Snapd causes corruption on upgrade


#21

One more interesting observation. If the incorrect file (lower case uboot.env) gets removed the subsequent writes uboot writes go into the correct “UBOOT.ENV” file, i.e. the UBOOT.ENV file is now in “snap_mode=trying” and this means that in the worst case a power cycle will fix the device. However I have not (yet) found a way to remove the incorrect file from linux, I only managed it by removing both files and copying the original one back.

I.e. it looks like once the system is in this strange state things keep being bad but once the file is gone the bug does not happen again immediately (but it may happen again at some future point of course).


#22

due to the u-boot design, the uboot.env filename needs to be hardcoded in the build config…
it might help if we simply use the uppercase name here ?
(since the linux side doesnt seem to care about capitalization)


#23

Looking at uboot source code I don’t think that will help. Uboot’s fat implementation uses lower-case lookup function so it should have no impact on how the file is named.


#24

the question is, does it also use lower-case write() functions :wink:


#25

And another interesting fact:

I modified go-fat to work with fat32 and poked at the image. It turns out that with this mode there is just a single uboot.env and a FSCK0000.000 that contains the uboot.env: snap_mode=trying bits. This is also observable when mounting the image with -t msdos instead of the default vfat.


#26

I think so, it looks like it writes the lower-case file name when it writes to a file.


#27

So is the solution to mount things as msdos from linux?


#28

Why the duplicated uboot.env

Here is the current status of the investigation around the double uboot.env mystery:

  • Something ran an fsck on the system-boot partition
  • A FAT16 file FSCK0000.000 got created but this file has the “lfn” (long-file-name) name “uboot.env” (lower-case) and that name is stored (as speced) directly before the FSCK0000.000 file.
  • Our system also has UBOOT.ENV (FAT16, no lfn entry for this file)
  • A vfat based file system will ignore the FAT16 name and just display the “lfn” name which happens to be uboot.env. As fat is case-insensitive both file will be displayed as uboot.env
  • a msdos based filesystem will ignore the lfn entires and just pick the FAT16 name. this is why we see the different files here.
  • uboot is confused but only slightly, it looks for a uboot.env file and uses the lfn filename which is (arguable) not incorrect. The real problem is that fsck created a file FSCK0000.000 with a very strange lfn entry in the cluster next to it.

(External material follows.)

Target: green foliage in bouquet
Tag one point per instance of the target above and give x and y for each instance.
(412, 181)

The following gist contains code that validates this theory https://gist.github.com/mvo5/8e51b0efbbf5d12963192ba79d580b85

When I run it I see:

f "BCM271~1.DTB" "bcm2710-rpi-cm3.dtb" 
f "START_X.ELF" "START_X.ELF" 
f "PSPLASH.IMG" "PSPLASH.IMG" 
f "BCM270~1.DTB" "bcm2709-rpi-2-b.dtb" 
f "CONFIG.TXT" "CONFIG.TXT" 
f "BOOTCODE.BIN" "BOOTCODE.BIN" 
f "COPYIN~1.LIN" "COPYING.linux" 
f "START_CD.ELF" "START_CD.ELF" 
f "LICENC~1.BRO" "LICENCE.broadcom" 
f "UBOOT.BIN" "UBOOT.BIN" 
f "START.ELF" "START.ELF" 
d OVERLAYS 
f "FIXUP_X.DAT" "FIXUP_X.DAT" 
f "BCM271~2.DTB" "bcm2710-rpi-3-b.dtb" 
f "FIXUP_DB.DAT" "FIXUP_DB.DAT" 
f "FIXUP.DAT" "FIXUP.DAT" 
f "FIXUP_CD.DAT" "FIXUP_CD.DAT" 
f "UBOOT.ENV" "UBOOT.ENV" 
----- "k\xc03f\x00allargs=setenv bootargs \"${args} r...
d pi2-kernel_51.snap 
f "CMDLINE.TXT" "CMDLINE.TXT" 
f "START_DB.ELF" "START_DB.ELF" 
d pi2-kernel_52.snap 
f "FSCK0000.000" "uboot.env" 
----- "\x0e\x8f\xba\xac\x00allargs=setenv bootargs \"${args}

When dumping the full output the FSCK0000.000 file is the uboot.env with the snap_mode=trying.

Next steps

  • make snapd itself more robust against this failure screnario (as outlined above)
  • figure out what wrote the FSCK0000.000 file - fsck.vfat from dosfstools creates fsck0000.rec files, the creation of FSCK0000.000 files is strange.
  • add code to the system to ensure we clean FSCK0000 files when we see them.

#29

Unfortunately that won’t work, we use long-filenames like pi2-kernel_52.snap (which is longer than 8 chars) and would loook like: pi2-ke~1.sna :confused:


#30

Too bad, it would work if we called it with an 8.3 name :slight_smile:


#31

it would also work if you mounted it with “sync” in the mountoptions and removed all traces of fsck.vfat from the system :stuck_out_tongue: but thats as bad as making everything 8+3 :slight_smile:

(and would make kernel snap updates really slow)


#32

Do we have a rough ETA for a fix?


#33

We hope to have something by next week, we are currently exploring multiple angles to make it more robust overall. The following PR https://github.com/snapcore/core-build/pull/29 should provide a workaround. I think the underlying bug is in dosfstools and (from code inspection) I suspect https://github.com/dosfstools/dosfstools/pull/83 will help.


#34

Thanks, mvo. We would really appreciate if we could get a hotfix out this week (even if it is just a temporary workaround).


#35

@mvo Thanks a lot for digging into this issue, Michael.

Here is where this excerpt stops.